This is one of several controversial proposals in the bill passed by the The Chamber of Deputies, now being considered by the Senate.

Felipe Cousiño,  April 16, 2024

Alessandri - The Reform of the Chile Pension Fund Regime[1] (the Bill) was approved by the Chilean House of Representatives (Cámara de Diputados) on January 24, 2024. Discussion of the Bill has now moved, where it is expected to stay for an estimated of 5-6 months.

With the amendments introduced to the Bill in the House of Representatives, Law Decree No. 3500 (which establishes the Chilean Pension Regime) will not be repealed in its entirety as was previously proposed, and the CCR will maintain its role as the entity in charge of authorizing the eligible instruments in which AFPs are allowed to invest in on behalf of pension funds.

However, under the proposed Bill, the AFPs would cease to exist as such, since the roles of investing fund assets will be separated from that of administering individual accounts (i.e., collection of contributions, account administration and customer service). The creation of the following two types of entities was approved:

  • Administrador Previsional (AP) (pension administrator) The AP will be a monopoly entity that will be put out to tender by the government, in charge of all the administrative tasks that the AFPs currently perform (collection, front office, account administration, pension payments, etc.). However, key provisions regarding the AP were rejected, so it is currently questionable whether it may legally collect pension contributions.
  • Inversores de Pensiones (IPs) (private pension investors) IPs will oversee everything related to the investment process of the pension funds. The IPs cannot participate in the AP bidding process. Should the Bill be passed by the Senate as it is now, each AFP willing to maintain its investing task would have to be transformed into an IP and transfer the administering of the pensions account to the AP.  Hence, the investments of the AFPs in foreign funds would remain valid, only the AFPs will no longer be the ones to continue with these investments, but the IPs.
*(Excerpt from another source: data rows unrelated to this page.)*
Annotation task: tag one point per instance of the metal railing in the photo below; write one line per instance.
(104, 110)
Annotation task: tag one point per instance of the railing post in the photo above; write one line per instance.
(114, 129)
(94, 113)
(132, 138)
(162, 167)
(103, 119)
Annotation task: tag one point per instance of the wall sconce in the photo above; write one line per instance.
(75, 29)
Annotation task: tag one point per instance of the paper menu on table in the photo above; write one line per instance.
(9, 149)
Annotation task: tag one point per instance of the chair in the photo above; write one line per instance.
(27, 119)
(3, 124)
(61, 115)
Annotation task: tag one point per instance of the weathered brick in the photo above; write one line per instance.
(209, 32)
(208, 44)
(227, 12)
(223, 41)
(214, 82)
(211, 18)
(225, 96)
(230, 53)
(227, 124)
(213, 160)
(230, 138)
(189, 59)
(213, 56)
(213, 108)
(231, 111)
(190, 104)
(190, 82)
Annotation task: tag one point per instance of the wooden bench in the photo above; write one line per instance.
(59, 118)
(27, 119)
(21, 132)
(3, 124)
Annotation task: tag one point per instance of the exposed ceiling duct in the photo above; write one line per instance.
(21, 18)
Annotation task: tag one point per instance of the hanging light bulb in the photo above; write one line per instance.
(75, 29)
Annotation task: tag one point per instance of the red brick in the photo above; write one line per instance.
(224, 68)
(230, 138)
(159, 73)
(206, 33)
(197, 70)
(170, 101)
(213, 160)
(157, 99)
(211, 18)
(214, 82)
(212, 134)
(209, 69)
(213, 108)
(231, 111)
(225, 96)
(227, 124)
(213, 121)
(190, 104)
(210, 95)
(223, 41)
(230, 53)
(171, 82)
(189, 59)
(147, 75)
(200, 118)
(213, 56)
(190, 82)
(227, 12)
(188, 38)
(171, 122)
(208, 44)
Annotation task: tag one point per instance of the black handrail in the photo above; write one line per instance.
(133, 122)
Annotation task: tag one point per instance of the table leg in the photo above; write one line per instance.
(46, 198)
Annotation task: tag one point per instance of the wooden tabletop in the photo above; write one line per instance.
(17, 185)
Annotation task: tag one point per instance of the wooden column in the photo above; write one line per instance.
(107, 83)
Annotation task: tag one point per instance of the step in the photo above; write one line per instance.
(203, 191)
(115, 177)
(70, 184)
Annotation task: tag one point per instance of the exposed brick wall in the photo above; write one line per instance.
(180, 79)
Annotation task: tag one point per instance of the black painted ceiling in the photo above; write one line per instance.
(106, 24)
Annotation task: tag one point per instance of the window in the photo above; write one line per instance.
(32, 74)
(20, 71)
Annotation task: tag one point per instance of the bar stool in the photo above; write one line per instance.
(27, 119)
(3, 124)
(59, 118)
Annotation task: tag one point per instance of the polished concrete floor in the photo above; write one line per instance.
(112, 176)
The House of Representatives rejected the proposal relating to the creation of a government owned pension fund manager (IPESA) and also rejected raising pension contributions (the proposal was 6%). Such contributions would have been funded by employers and the relevant assets (at least half) would have been managed by a new government run entity. It is likely that the executive will insist on putting back these proposals in the Senate.

Likewise, the five different types of pension funds currently managed by the AFPs (Fund types A to E, which vary from being mostly equity to mostly fixed income) will be transformed into target date funds. This will likely have an impact on the investment composition of pension funds, so focus of the legislative discussion should be on how to implement a transition that does not disrupt markets and harm portfolio performance.

The Bill also provides for a controversial statutory aggregate cap on investment fund fees of 0.25%, aside from the already existing rules on maximum total expense ratios.  As the Bill is currently drafted, the total fees charged to the pension funds could not exceed 0.25% of the total assets of the pension funds managed by each IP.  An even more controversial prohibition on payment of any fees applies to pension funds that invest more than 10% of their assets in Chilean fixed income instruments and shares of Chilean listed companies (however, it is our understanding that this would not be relevant to foreign asset managers that do not have a fund with 10% or more of its positions in Chile).

It is not yet clear if this Bill will be approved by Congress.  The Chilean House of Representatives sent the Bill to the Senate. Here the Bill is being heard by the Senate’s Labour Committee prior to review by the Finance Committee to continue its legislative process. The Boric administration is pushing for a first vote in April. Given the nature of the issues on the earlier draft of the Bill that were recently rejected in the House of Representatives, it is expected that after the Bill’s passage through the Senate (if passed), the Bill will then be reviewed and discussed by a joint committee, composed of members of both the House of Representatives and the Senate, which will have to settle the differences that occur in the vote between the two houses.